Turkey captured 18 people in northern Syria who said they were Syrian government forces, the defense ministry said on Tuesday, October 29.
“18 people who claimed to be regime elements were captured alive” in the southeast of Ras al-Ayn during search, reconnaissance and security activities, the ministry tweeted.
“The issue is being examined and coordinated with the authorities of the Russian Federation,” it added.
There were reports earlier on Tuesday of deadly clashes between Syrian government and Turkish forces near the town.
Videos and images shared on social media appeared to show Turkey-backed Syrian rebels with several captives and several dead bodies. In one case, the fighters posed with a dead soldier they described as a “regime swine.”
The Defense Post has been unable to verify the authenticity of the media posted.
Turkey’s President Recep Tayyip Erdogan said his Russian counterpart, Vladimir Putin, had assured him that Syrian Kurdish fighters would not be allowed to stay along the Turkish border wearing “regime clothes.”
NATO-member Turkey launched its Operation Peace Spring incursion into Syria on October 9 after U.S. President Donald Trump said he would withdraw the majority of U.S. troops from northeast Syria. Turkey’s armed forces and Syrian opposition groups operating under the banner of the Syrian National Army aimed to push the SDF and its predominantly-Kurdish YPG component south in order to occupy a 30-km-deep buffer zone along the border.
Backed by the U.S.-led Coalition, the SDF fought the ground war against ISIS in north and east Syria. Turkey considers the YPG to be a terrorist organization inextricably linked to the Kurdistan Workers Party (PKK), which has waged a decades-long insurgency in Turkey.
After marathon talks between Erdogan and Putin in Sochi on October 22, Russia and Turkey signed a deal that would see Russian military police and Syrian border guards “facilitate the removal” of Syrian Democratic Forces from border areas.
A 150-hour deadline given for the pullout of fighters expired at 1500 GMT on Tuesday, and Russia’s Defence Minister Sergey Shoygu said “armed units” had withdrawn ahead of schedule.

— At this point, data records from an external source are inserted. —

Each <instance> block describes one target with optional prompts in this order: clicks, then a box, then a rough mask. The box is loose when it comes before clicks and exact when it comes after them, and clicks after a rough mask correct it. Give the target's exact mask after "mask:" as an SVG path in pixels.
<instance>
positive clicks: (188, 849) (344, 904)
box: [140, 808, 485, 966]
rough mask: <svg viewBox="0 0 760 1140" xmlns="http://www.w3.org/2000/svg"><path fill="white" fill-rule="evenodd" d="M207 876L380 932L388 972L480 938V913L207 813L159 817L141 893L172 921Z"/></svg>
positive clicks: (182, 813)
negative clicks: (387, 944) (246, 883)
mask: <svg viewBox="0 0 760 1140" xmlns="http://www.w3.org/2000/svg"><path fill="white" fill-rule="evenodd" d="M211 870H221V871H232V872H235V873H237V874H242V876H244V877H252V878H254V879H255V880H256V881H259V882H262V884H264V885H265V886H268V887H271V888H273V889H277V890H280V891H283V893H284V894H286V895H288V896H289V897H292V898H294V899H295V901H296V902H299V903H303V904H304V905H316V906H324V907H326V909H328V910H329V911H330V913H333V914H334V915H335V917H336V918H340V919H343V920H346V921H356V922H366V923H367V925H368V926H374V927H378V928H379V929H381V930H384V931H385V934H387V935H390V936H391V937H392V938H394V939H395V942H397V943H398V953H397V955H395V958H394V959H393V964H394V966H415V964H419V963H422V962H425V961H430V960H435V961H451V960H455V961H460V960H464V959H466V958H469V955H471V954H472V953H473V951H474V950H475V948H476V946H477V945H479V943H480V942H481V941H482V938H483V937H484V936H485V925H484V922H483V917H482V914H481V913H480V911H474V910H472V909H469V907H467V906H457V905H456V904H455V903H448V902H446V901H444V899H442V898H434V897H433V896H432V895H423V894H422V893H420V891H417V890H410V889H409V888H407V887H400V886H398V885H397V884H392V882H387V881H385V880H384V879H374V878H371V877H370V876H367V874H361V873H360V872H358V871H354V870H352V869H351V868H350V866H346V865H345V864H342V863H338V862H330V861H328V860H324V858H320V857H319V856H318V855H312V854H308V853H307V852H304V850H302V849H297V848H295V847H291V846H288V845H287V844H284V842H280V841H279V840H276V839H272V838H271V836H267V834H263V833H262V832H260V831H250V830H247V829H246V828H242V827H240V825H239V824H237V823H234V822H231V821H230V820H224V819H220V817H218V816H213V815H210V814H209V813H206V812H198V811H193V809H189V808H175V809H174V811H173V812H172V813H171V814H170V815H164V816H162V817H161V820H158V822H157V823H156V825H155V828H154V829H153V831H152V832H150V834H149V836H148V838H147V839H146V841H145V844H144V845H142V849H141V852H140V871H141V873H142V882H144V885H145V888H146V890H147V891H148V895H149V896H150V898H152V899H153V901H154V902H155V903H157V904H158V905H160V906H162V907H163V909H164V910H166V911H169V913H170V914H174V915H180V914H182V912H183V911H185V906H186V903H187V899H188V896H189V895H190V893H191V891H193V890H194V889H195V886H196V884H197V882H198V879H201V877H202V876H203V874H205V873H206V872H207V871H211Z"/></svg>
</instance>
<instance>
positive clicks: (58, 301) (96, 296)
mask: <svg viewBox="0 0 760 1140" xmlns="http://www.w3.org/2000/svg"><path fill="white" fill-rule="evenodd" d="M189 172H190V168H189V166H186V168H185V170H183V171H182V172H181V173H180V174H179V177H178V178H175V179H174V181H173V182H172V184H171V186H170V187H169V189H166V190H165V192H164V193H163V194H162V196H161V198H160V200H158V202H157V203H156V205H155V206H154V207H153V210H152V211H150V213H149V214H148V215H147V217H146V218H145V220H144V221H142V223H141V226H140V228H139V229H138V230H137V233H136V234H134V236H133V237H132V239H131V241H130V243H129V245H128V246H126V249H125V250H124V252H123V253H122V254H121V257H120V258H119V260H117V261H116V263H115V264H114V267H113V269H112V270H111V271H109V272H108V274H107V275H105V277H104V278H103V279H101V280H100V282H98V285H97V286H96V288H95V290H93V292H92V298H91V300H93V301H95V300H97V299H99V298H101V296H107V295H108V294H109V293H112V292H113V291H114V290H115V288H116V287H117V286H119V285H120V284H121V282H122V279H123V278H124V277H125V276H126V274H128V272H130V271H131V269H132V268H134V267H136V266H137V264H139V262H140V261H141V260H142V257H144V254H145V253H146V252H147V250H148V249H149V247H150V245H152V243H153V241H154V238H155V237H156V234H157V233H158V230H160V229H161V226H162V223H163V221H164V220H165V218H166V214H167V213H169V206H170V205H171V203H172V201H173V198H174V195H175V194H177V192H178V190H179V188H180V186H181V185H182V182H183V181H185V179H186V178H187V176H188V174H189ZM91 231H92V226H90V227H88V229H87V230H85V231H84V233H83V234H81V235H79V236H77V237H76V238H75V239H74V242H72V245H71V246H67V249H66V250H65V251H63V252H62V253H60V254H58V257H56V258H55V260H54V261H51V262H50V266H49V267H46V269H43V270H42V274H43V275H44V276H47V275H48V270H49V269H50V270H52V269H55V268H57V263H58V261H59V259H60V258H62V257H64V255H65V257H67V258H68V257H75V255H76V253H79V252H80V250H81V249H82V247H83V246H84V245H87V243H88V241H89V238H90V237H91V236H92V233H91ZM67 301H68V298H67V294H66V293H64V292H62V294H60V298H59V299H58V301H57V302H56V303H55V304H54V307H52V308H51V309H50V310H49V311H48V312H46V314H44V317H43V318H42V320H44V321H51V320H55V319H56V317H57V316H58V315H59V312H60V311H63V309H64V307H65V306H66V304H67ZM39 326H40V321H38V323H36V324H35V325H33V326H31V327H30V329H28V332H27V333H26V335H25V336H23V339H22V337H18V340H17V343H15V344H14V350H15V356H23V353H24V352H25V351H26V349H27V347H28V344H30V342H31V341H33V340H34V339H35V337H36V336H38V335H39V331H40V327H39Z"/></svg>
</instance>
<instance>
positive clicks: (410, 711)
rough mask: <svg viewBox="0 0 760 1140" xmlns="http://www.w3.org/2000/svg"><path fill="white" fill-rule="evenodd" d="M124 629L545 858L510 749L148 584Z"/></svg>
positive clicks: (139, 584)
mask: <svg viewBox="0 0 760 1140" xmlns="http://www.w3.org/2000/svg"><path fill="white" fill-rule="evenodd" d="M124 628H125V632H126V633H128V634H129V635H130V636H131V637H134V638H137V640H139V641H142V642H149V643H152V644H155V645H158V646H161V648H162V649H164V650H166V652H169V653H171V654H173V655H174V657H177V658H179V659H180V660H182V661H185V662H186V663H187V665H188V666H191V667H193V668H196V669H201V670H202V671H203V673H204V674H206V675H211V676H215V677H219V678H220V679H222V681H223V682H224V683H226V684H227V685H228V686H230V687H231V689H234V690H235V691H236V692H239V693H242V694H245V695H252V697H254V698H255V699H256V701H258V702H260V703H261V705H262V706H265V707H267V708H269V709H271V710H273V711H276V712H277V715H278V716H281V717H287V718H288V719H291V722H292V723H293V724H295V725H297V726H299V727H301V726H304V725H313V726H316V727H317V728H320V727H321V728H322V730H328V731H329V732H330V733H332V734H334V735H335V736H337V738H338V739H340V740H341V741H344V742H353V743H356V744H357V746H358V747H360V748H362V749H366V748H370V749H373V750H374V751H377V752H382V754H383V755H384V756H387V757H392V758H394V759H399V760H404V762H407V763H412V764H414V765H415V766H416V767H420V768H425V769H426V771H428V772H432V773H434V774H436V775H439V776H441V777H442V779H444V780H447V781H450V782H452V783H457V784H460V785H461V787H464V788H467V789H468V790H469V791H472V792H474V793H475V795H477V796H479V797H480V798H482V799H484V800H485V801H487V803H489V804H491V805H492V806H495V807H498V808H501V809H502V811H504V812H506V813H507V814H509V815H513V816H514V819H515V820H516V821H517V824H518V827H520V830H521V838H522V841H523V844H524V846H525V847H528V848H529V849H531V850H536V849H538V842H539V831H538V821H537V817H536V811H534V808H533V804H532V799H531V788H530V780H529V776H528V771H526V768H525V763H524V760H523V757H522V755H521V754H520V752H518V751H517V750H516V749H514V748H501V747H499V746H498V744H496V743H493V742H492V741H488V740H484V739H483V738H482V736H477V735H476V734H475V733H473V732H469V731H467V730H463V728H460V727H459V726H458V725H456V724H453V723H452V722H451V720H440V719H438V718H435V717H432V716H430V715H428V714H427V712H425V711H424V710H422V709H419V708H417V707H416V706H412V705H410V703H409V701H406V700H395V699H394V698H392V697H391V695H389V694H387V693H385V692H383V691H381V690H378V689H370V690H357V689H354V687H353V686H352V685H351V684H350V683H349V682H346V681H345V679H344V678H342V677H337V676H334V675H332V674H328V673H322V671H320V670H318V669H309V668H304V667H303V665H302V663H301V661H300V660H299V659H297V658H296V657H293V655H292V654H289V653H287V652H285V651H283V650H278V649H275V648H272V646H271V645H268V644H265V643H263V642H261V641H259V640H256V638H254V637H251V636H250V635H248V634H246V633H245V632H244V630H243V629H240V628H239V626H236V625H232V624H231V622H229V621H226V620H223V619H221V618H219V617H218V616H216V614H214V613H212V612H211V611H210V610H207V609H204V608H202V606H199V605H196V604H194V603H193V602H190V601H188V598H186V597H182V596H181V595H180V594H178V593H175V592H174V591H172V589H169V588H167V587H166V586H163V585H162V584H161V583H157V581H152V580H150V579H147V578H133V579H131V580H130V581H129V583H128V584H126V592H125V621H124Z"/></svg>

Under the Memorandum of Understanding between Turkey and Russia, “YPG” fighters must leave a 30-km area along the entire length of the Syria-Turkey border. That will be followed by joint Russian-Turkish patrols to a depth of 10 km. Turkey’s defence ministry on Tuesday said preparations for the joint patrols had begun, with mine clearing and reconnaissance flights on patrol routes.
On Sunday, SDF General Command said that they had “agreed to the implementation of the deal,” saying that SDF units would redeploy “to new positions away from the Turkish-Syrian border … to stop the bloodshed and to protect the inhabitants of the region from Turkish attacks.”